Queer artists were also well represented at Material, Salon Acme, and other gallery shows. At Proyectos Multipropósito, the young transmasc artist Juni Aranda Rubli sold a series of five paintings titled ‘Packer’ to an unnamed Mexican collector. A recent graduate of La Esmeralda, Aranda Rubli has noted a shift in queer representation in Mexican galleries.
“Recently there has been a big push in the galleries to include more queer artists,” said Aranda Rubli. “But there’s a pretty specific profile of the queer artist that’s being included–gay-cis– especially at the bigger galleries.” It’s the smaller galleries, collectives and curator-led projects by trans creators, like Lolita Pank and Museo de Arte Transfemenino, that are the exception, Aranda Rubli noted. “There’s definitely a trend in ‘trans art’ of corporeality and of identity which goes hand in hand with the public’s recent recognition of the idea of transness itself.”

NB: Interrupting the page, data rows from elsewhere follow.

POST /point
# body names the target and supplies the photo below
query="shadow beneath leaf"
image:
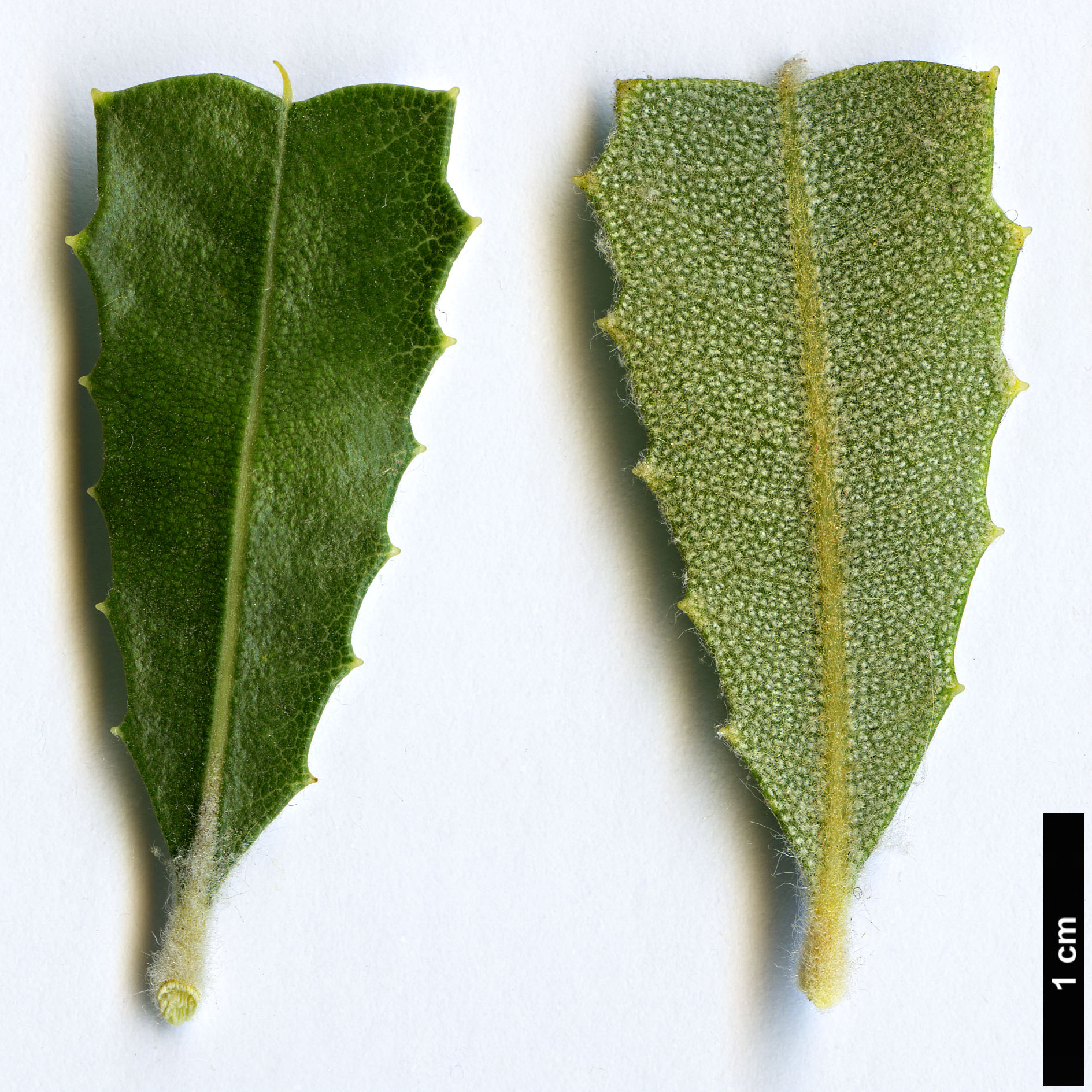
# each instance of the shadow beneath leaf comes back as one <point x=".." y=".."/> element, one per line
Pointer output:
<point x="88" y="551"/>
<point x="777" y="1005"/>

This interest in corporeality extends beyond queer art, however. Walking through the Material art fair it was hard to keep count of the body parts on display..

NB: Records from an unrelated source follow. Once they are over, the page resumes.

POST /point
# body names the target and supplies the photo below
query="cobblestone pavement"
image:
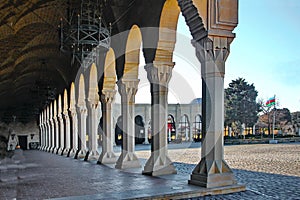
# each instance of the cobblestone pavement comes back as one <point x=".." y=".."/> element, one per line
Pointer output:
<point x="268" y="171"/>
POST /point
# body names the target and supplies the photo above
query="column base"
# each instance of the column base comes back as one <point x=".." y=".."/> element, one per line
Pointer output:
<point x="157" y="167"/>
<point x="91" y="155"/>
<point x="72" y="153"/>
<point x="65" y="152"/>
<point x="211" y="174"/>
<point x="81" y="154"/>
<point x="50" y="149"/>
<point x="60" y="151"/>
<point x="127" y="160"/>
<point x="107" y="158"/>
<point x="213" y="180"/>
<point x="53" y="150"/>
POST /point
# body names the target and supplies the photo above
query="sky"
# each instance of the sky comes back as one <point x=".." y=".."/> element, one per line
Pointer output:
<point x="265" y="52"/>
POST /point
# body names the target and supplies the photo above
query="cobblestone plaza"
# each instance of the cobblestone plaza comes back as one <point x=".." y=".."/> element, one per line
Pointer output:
<point x="268" y="171"/>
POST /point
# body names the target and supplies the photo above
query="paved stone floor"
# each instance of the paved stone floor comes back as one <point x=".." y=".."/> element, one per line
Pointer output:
<point x="268" y="171"/>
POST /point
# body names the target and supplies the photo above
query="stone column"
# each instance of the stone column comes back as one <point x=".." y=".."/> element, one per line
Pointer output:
<point x="159" y="74"/>
<point x="212" y="170"/>
<point x="82" y="113"/>
<point x="41" y="131"/>
<point x="48" y="129"/>
<point x="67" y="125"/>
<point x="191" y="130"/>
<point x="61" y="127"/>
<point x="146" y="125"/>
<point x="127" y="89"/>
<point x="73" y="112"/>
<point x="52" y="133"/>
<point x="92" y="104"/>
<point x="55" y="119"/>
<point x="107" y="155"/>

“Oh you want to know the trend? It’s hands,” said Christopher Rivera, co-founder of the San Juan-based Embajada Gallery. He pointed to the booths surrounding his, “Hands, hands, hands.” It was true, across the way at the Buenos Aires-based Pasto, a series of five wooden hands carved by Federico Cantini, next to that, at the Madrid-based Ryder Projects, a totemic sculpture Blind Toucan, Madre Drone (2020) by Patricia Domínguez, featuring a gray hand jutting out from a shroud of artificial hair and colored feathers. At Rivera’s own booth, Georgina Treviño’s various pieces were packed together like an altar to Northern Mexico’s maximalist ranchero aesthetics, centered around a mannequin’s hand sporting nails made of mussel shells studded with rhinestones. “We’re paying more attention to our bodies,” Rivera mused.

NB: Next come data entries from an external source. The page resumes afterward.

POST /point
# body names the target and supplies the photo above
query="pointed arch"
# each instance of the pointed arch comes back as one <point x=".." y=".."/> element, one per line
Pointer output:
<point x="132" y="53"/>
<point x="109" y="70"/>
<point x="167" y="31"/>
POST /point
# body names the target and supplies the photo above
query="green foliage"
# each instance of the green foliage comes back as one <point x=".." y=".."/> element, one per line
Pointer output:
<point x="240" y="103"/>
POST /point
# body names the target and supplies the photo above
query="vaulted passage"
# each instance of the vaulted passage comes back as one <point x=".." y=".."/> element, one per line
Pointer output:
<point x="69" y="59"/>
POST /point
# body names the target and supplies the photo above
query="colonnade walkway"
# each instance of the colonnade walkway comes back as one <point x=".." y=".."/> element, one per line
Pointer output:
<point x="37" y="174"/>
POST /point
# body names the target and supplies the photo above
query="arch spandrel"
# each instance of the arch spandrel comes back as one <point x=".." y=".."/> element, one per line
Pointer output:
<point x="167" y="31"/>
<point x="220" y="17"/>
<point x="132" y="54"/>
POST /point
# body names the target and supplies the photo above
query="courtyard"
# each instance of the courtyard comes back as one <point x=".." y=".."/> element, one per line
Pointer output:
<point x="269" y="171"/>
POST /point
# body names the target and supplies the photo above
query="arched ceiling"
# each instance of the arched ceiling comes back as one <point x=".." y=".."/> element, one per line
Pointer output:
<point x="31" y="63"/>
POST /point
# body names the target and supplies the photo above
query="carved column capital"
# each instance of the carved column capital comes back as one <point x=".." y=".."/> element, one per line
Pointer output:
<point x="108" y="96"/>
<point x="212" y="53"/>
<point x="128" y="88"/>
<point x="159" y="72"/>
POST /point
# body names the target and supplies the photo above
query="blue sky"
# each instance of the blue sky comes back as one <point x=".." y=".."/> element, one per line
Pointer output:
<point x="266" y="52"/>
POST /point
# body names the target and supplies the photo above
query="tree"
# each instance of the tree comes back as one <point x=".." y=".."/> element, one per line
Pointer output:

Yet, there’s a literally disembodied aspect to almost all of the hand centered pieces on view at Material. From Romeo Gómez López animatronic sculpture of a silicon hand swishing a iced coffee at Salon Silicon or Michael Ross’s Sir Tim (2023) in which a hand cut off that the wrist pets the head of a 3D rendered calico cat at Galería Mascota, the hand is an appendage. A lonely view of our own bodies as we see them, holding, caressing, typing, cutting, attached to the thing we cannot see fully, ourselves.